Changing your diet to a healthy option, filled with vitamins, minerals, fresh fruits and vegetables, and cutting down high fat foods and excessive sugar, may help to reduce cellulite, but it will also do you the world of good in terms of your general health and wellbeing.
It is thought that people who eat diets which are higher in carbs and fats, and those who also eat a lot of salt and not much in the way of fiber are certainly more likely to get cellulite formation at some point, mainly because that is the epitome of an unhealthy diet.
Studies have also suggested that smokers are a higher risk of developing cellulite, as well as those who live sedentary lifestyles, e.g. those who sit for long periods of time.
If you work in an office and you have no choice but to sit at your desk for a set number of hours a day, it’s a good idea to ensure you get up and move around as much as possible, try and do some desk exercises whilst you’re sitting, and certainly make the most of your down time, by incorporating exercise on a regular basis.
again, making sure you’re not smoking and that you’re eating a healthy diet, as well as drinking plenty of water, should also help you out.
It might also be about what you wear.
It is thought that wearing underwear which is quite tight around the buttocks might impair blood flow, and therefore mean you have a higher chance of developing cellulite.
In that case, make sure that your underwear isn’t cutting into your skin and that it is only as tight as it really needs to be!

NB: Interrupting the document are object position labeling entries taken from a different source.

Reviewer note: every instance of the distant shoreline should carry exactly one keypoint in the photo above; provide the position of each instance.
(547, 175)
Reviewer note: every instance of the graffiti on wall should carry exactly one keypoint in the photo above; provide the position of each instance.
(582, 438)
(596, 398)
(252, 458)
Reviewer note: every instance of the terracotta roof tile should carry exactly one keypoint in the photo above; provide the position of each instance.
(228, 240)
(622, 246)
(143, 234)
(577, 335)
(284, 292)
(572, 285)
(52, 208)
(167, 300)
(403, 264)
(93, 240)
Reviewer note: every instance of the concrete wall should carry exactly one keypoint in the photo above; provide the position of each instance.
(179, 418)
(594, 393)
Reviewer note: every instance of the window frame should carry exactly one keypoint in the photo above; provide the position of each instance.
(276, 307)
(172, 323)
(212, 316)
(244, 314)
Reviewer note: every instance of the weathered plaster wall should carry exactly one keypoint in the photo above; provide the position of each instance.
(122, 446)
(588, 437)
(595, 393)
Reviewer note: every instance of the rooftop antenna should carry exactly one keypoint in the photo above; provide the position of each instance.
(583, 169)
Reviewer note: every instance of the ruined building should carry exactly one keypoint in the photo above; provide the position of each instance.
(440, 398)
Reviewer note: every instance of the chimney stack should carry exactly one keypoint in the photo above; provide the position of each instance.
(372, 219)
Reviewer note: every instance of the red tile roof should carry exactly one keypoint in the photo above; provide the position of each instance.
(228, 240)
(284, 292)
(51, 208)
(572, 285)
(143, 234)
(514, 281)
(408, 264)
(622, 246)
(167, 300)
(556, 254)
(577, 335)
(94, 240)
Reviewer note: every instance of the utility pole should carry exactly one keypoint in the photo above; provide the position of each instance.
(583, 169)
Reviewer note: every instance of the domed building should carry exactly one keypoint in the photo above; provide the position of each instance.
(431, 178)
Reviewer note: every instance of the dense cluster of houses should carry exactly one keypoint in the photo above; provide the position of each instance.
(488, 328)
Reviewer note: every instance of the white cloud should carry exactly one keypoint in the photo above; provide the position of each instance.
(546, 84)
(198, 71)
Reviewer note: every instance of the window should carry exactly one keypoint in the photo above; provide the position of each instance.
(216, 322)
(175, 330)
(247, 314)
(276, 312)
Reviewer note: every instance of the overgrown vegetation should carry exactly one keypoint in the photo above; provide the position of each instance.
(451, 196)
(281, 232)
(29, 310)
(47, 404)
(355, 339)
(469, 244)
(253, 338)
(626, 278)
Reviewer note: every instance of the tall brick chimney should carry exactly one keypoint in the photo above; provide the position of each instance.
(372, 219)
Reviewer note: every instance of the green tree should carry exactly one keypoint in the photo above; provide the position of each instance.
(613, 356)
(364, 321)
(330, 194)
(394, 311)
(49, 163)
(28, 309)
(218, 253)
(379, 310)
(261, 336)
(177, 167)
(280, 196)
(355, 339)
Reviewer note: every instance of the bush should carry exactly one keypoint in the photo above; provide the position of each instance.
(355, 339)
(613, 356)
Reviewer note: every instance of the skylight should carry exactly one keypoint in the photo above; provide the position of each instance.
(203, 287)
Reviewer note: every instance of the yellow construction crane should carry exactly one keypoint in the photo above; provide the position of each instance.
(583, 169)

If you already have cellulite, and many people do, then remember that it is not going to harm your health.
The only reason you should consider doing something to reduce the appearance of your cellulite is if it is causing you harm in terms of your confidence.

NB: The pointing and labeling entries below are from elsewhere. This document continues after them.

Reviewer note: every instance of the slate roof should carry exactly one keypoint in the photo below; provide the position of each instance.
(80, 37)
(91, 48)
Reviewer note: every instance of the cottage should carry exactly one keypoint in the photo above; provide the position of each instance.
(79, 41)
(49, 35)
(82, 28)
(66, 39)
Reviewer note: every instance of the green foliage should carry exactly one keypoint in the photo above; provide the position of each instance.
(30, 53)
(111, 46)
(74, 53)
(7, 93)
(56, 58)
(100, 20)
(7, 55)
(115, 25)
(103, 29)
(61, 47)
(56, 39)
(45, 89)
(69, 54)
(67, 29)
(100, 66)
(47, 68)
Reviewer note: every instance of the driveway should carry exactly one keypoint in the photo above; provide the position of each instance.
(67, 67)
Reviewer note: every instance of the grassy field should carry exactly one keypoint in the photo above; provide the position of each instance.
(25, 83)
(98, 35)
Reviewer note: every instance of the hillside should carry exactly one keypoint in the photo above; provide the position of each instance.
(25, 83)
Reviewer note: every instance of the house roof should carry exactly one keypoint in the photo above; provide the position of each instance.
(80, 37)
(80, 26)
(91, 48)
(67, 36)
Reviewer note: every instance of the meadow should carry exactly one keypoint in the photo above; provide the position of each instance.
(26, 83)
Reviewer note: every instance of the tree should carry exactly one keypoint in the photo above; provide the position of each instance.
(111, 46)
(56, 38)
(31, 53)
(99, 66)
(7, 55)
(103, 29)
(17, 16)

Nobody should feel they have to avoid the beach or pool because of cellulite.
In that case, there are many options you can look into, including Retinol products (never use during pregnancy) and laser-based treatments.
Living a healthier life in general can help to reduce your risk factors and if you are overweight, looking to bring your weight down to a healthier level may also give you a greater chance of reducing the cellulite you have, and certainly avoiding developing more in the future.
Cellulite is far more likely to occur after around 25 years of age, but that’s not to say that teenagers can’t develop it too.
It seems that this is a condition that nobody is really 100% sure about, but we do know that it’s upsetting for many people who have it.
Read more about Cellulite
- Cellulite: Causes, Prevention, Myths, Facts and Treatment
- 13 Best Foods to Get Rid of Cellulite (And What to Avoid)
- 20 Simple Exercises to Get Rid of Cellulite (Buttocks, Thighs and Legs)
- 5 Misconceptions You Might Be Believing About Cellulite
- 7 Best Cellulite Massagers that Help Reduce Cellulite
- Does Cellulite Cream Really Work? An Evidence Based Guide
- Cellulite Treatment: Does it Work? Is it Worth the Investment?
- How to Get Rid of Cellulite: The Ultimate Guide [Updated]
- How to Get Rid of Cellulite on Thighs Fast and Naturally
- The 8 Best Cellulite Creams in 2019 (That Actually Work)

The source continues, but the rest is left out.